A person with dementia feels anxious and afraid in their own home, so they look for reassurance that they are not alone. The fear of being alone in an environment they no longer recognize results in extreme anxiety, so they find you, follow you, and may even cling to you for comfort.
Be gentle when this occurs. Your loved one needs reassurance that they are not alone. When someone has dementia, they live in a constant state of fear. They have the fear of strangers, the fear of not knowing how to find their way, the fear of not being able to communicate, and the fear of anything that is not familiar to them.
How to Deal with Clinginess:
Do you have needy family members with dementia such as an elderly mother with attention-seeking behavior? When a person with dementia becomes clingy, they have lost their rational thinking and memory skills until they can no longer understand what’s going on around them.
The simplest tasks have become impossible, and nothing looks or feels familiar.
The following tips can help you cope with the behavior while helping your loved one feel safe and secure.
- Consistency and routine are essential. Develop a routine and try to stick to it as much as possible.
- Try giving the person simple tasks throughout the day to redirect his/her clingy or following behavior. Folding towels, drying dishes, and dusting furniture can keep your loved one busy and feeling useful.
- Provide reassurance. When you leave the room, assure your loved one that you will return and that he or she will be fine until you come back.

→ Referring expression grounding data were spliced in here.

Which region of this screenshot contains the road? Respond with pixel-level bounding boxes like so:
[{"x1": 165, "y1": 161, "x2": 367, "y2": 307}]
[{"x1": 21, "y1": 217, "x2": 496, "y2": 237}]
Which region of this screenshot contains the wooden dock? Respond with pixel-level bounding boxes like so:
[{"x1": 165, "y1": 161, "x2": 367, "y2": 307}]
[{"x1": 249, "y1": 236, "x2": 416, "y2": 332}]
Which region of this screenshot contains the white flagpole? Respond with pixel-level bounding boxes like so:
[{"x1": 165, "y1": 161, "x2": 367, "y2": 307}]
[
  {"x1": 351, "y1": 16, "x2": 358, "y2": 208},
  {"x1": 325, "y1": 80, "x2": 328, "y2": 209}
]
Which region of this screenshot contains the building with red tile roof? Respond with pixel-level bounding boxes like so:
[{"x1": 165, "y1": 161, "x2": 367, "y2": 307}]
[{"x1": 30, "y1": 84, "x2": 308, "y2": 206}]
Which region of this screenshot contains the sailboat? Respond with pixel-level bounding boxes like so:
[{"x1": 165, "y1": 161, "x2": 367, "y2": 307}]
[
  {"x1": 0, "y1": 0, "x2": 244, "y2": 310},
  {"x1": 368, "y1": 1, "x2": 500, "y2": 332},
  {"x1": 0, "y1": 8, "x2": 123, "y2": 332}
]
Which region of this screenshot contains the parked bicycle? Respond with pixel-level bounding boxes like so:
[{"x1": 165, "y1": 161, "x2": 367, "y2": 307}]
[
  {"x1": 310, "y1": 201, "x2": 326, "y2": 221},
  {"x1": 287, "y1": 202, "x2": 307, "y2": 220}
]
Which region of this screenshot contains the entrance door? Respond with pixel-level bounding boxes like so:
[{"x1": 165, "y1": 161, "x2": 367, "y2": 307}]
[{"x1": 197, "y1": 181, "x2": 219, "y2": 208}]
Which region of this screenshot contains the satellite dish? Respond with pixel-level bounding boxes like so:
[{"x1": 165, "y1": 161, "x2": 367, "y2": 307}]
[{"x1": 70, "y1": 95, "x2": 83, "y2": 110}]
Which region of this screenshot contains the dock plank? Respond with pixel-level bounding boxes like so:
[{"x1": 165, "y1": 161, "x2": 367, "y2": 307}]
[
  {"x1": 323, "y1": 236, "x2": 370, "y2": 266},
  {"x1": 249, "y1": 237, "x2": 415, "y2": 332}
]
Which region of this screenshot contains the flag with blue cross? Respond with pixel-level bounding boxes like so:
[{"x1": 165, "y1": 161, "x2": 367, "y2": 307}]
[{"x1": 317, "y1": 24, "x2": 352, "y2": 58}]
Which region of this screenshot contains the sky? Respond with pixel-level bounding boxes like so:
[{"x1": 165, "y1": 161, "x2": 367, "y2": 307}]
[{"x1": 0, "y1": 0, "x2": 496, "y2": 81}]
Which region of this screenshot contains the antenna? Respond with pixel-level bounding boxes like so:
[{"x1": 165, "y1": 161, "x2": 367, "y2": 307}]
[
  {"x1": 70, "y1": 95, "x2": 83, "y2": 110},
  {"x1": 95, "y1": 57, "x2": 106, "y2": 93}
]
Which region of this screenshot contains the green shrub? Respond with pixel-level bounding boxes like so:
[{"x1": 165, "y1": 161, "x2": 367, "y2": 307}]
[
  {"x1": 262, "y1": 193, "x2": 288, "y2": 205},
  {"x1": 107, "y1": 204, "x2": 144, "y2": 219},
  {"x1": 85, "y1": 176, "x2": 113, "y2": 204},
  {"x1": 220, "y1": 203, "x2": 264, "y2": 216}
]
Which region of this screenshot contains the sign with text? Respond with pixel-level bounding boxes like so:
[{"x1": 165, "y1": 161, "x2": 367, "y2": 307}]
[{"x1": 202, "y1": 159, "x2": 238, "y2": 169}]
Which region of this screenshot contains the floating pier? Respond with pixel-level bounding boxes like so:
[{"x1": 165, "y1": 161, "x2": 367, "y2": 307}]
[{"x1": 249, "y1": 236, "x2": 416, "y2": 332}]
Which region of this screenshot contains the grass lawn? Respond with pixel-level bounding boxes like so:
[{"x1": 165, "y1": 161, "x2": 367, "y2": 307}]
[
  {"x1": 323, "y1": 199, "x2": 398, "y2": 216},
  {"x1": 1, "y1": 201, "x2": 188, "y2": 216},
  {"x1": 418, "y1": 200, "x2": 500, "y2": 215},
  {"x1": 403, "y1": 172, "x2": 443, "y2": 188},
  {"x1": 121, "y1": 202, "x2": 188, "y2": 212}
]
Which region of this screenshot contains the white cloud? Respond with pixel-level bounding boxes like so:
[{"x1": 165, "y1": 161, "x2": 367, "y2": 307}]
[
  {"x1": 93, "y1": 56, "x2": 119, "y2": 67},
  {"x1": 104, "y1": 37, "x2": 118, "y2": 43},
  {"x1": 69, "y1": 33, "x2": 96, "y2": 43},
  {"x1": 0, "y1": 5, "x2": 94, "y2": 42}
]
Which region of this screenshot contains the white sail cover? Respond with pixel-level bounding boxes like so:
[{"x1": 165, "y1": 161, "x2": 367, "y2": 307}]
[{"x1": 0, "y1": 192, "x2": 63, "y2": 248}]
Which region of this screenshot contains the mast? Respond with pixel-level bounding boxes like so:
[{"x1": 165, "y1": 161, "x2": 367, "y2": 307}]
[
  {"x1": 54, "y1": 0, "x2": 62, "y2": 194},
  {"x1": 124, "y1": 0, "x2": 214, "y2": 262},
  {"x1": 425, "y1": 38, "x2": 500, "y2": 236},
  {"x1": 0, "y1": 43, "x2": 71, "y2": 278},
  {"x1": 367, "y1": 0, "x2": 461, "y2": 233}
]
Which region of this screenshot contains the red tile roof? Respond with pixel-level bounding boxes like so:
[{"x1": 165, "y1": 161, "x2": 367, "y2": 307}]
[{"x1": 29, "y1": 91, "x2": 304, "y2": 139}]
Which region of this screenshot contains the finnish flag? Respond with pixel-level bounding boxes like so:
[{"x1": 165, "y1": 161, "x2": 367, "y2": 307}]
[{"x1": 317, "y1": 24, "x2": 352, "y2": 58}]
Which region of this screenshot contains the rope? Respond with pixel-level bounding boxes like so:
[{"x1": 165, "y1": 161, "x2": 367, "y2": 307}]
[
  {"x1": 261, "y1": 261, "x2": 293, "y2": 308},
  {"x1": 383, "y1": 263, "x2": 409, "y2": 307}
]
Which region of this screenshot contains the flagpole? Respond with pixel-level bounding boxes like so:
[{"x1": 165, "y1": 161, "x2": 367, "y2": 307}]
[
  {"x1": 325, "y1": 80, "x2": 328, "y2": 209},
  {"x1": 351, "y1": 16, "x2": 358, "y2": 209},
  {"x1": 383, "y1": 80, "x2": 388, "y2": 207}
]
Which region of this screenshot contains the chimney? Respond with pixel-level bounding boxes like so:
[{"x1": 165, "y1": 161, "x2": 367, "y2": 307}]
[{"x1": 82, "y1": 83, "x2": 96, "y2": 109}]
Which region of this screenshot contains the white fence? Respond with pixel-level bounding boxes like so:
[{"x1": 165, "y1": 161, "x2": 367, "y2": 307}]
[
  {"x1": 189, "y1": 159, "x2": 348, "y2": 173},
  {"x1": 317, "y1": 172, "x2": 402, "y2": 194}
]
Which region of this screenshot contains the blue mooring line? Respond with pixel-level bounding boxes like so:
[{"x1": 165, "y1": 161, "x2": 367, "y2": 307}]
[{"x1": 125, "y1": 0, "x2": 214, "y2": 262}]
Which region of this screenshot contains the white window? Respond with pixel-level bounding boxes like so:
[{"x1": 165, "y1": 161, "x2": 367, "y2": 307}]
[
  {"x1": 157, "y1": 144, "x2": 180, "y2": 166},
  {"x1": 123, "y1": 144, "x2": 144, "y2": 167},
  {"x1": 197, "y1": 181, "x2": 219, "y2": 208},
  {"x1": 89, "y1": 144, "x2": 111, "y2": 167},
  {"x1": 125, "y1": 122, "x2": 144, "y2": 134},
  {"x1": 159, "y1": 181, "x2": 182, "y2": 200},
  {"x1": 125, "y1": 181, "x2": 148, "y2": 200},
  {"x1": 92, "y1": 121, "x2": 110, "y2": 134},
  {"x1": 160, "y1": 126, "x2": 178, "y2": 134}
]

- Look for ways to redirect focus. Turn on the television, put on some calming music, offer a snack, or give your loved one a magazine to look at.
Download Our Early Signs of Dementia Guide
Just remember to be patient, soft-spoken, and kind as you help mom or dad work through the fears and uncertainty of dementia. A reassuring voice, a warm smile, a hug, or taking a moment to sit together for a moment can change behavior from annoying and negative to positive for both you and your loved one.